Weaviate

Here is a list of all available Weaviate procedures, note that the list and the signature procedures are consistent with the others, like the Qdrant ones:

name description

apoc.vectordb.weaviate.createCollection(hostOrKey, collection, similarity, size, $config)

Creates a collection, with the name specified in the 2nd parameter, and with the specified similarity and size. The default endpoint is <hostOrKey param>/schema.

apoc.vectordb.weaviate.deleteCollection(hostOrKey, collection, $config)

Deletes a collection with the name specified in the 2nd parameter. The default endpoint is <hostOrKey param>/schema/<collection param>.

apoc.vectordb.weaviate.upsert(hostOrKey, collection, vectors, $config)

Upserts, in the collection with the name specified in the 2nd parameter, the vectors [{id: 'id', vector: '<vectorDb>', medatada: '<metadata>'}]. The default endpoint is <hostOrKey param>/objects.

apoc.vectordb.weaviate.delete(hostOrKey, collection, ids, $config)

Deletes the vectors with the specified ids. The default endpoint is <hostOrKey param>/schema.

apoc.vectordb.weaviate.get(hostOrKey, collection, ids, $config)

Gets the vectors with the specified ids.

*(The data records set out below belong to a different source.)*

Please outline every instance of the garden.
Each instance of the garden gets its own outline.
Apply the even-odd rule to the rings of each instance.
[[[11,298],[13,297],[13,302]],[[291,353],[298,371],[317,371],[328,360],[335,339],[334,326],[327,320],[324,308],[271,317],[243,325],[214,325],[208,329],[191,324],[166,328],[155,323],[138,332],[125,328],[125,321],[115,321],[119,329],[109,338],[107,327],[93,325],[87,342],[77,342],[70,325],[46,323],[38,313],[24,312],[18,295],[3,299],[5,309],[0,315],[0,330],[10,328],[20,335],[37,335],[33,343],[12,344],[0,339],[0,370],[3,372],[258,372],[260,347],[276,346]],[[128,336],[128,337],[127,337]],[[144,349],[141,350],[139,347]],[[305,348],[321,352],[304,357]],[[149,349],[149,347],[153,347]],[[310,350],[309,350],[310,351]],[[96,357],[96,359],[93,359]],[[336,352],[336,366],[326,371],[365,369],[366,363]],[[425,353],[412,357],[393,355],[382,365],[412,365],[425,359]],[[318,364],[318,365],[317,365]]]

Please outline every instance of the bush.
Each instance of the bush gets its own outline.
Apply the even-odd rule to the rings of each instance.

The default endpoint is <hostOrKey param>/schema.

apoc.vectordb.weaviate.query(hostOrKey, collection, vector, filter, limit, $config)

Retrieve closest vectors from the defined vector, limit of results, in the collection with the name specified in the 2nd parameter. Note that, besides the common config parameters, this procedure requires a field: [listOfProperty] config, to define which properties are to be retrieved from GraphQL running under-the-hood. The default endpoint is <hostOrKey param>/graphql.

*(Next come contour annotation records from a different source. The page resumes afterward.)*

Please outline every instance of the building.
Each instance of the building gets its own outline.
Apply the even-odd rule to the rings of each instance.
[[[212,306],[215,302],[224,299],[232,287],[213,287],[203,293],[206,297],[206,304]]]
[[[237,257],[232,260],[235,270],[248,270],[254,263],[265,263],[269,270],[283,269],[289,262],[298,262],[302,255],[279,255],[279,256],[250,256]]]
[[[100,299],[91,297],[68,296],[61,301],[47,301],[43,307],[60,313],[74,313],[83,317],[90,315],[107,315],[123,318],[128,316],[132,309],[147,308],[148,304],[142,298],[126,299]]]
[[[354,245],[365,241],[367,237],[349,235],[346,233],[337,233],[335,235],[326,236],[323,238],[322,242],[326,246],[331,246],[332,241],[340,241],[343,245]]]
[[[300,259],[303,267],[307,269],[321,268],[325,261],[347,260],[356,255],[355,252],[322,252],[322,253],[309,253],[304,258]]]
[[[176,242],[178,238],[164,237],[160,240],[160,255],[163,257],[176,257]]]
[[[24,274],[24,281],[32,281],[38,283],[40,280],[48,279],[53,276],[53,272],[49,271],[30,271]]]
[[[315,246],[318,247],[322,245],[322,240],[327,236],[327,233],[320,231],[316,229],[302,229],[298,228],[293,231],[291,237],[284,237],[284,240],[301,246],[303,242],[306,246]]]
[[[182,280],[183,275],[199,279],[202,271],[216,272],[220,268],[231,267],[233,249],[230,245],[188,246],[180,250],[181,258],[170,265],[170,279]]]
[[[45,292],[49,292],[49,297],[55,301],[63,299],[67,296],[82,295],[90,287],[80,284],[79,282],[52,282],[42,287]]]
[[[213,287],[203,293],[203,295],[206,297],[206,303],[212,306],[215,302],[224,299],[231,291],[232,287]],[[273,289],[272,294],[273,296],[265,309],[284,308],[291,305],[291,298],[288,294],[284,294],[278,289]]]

apoc.vectordb.weaviate.getAndUpdate(hostOrKey, collection, ids, $config)

Gets the vectors with the specified ids, and optionally creates/updates neo4j entities. The default endpoint is <hostOrKey param>/schema.

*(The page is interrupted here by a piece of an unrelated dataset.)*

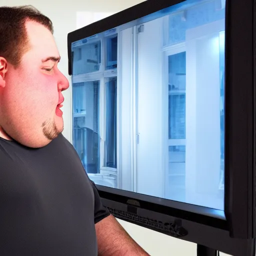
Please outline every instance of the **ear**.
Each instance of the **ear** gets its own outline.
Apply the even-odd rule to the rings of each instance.
[[[7,61],[4,58],[0,57],[0,88],[4,88],[6,86],[6,74],[7,71]]]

apoc.vectordb.weaviate.queryAndUpdate(hostOrKey, collection, vector, filter, limit, $config)

Retrieve closest vectors from the defined vector, limit of results, in the collection with the name specified in the 2nd parameter, and optionally creates/updates neo4j entities. Note that, besides the common config parameters, this procedure requires a field: [listOfProperty] config, to define which properties are to be retrieved from GraphQL running under-the-hood. The default endpoint is <hostOrKey param>/graphql.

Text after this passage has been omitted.